Are nonstick Teflon pan flakes dangerous if you swallow them?
Yes. Tiny PTFE particles from scratched nonstick pans cause oxidative stress, mitochondrial damage, and DNA damage in gut cells.
What's actually in it
The slick gray coating on most nonstick pans is polytetrafluoroethylene (PTFE), also sold as Teflon. Metal utensils, steel wool, the dishwasher, and normal wear release tiny particles of PTFE into your food. A well-used pan with visible scratches is constantly shedding. You swallow the flakes without noticing.
PTFE is often called "inert" because it doesn't react with most things in a cold test tube. That's a different question from what happens when a living cell has to deal with it.
What the research says
A 2025 study in J Hazard Mater exposed human intestinal cells to PTFE microplastics and nanoplastics at realistic doses. The particles triggered oxidative stress, mitochondrial damage, and DNA breaks. Mitochondria are the part of the cell that makes energy. When they're hurt, the cell functions poorly or dies. DNA breaks are how cancer gets started.

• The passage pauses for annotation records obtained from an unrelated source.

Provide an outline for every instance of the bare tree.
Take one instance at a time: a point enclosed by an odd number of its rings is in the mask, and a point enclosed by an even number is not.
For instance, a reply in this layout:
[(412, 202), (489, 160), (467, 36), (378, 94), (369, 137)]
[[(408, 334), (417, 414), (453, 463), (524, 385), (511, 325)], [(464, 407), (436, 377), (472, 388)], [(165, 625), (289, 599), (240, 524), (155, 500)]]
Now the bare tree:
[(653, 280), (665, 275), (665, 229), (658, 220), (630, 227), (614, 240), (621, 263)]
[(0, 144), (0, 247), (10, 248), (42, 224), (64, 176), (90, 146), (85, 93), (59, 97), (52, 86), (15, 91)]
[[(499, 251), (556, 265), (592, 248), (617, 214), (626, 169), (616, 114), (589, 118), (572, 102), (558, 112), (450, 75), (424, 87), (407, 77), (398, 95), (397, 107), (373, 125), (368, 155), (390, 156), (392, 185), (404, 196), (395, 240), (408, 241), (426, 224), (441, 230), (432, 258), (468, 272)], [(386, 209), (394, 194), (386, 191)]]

Nanoparticles did more damage than larger microparticles because they slip inside cells. The doses used matched what researchers have found in real gut samples from people, so this isn't a far-fetched scenario.
The combination is the problem. You eat the particles, your gut lining takes the hit, and the PFAS chemicals used to make PTFE come along for the ride. Once a nonstick pan is scratched, its useful life as a cooking surface is over.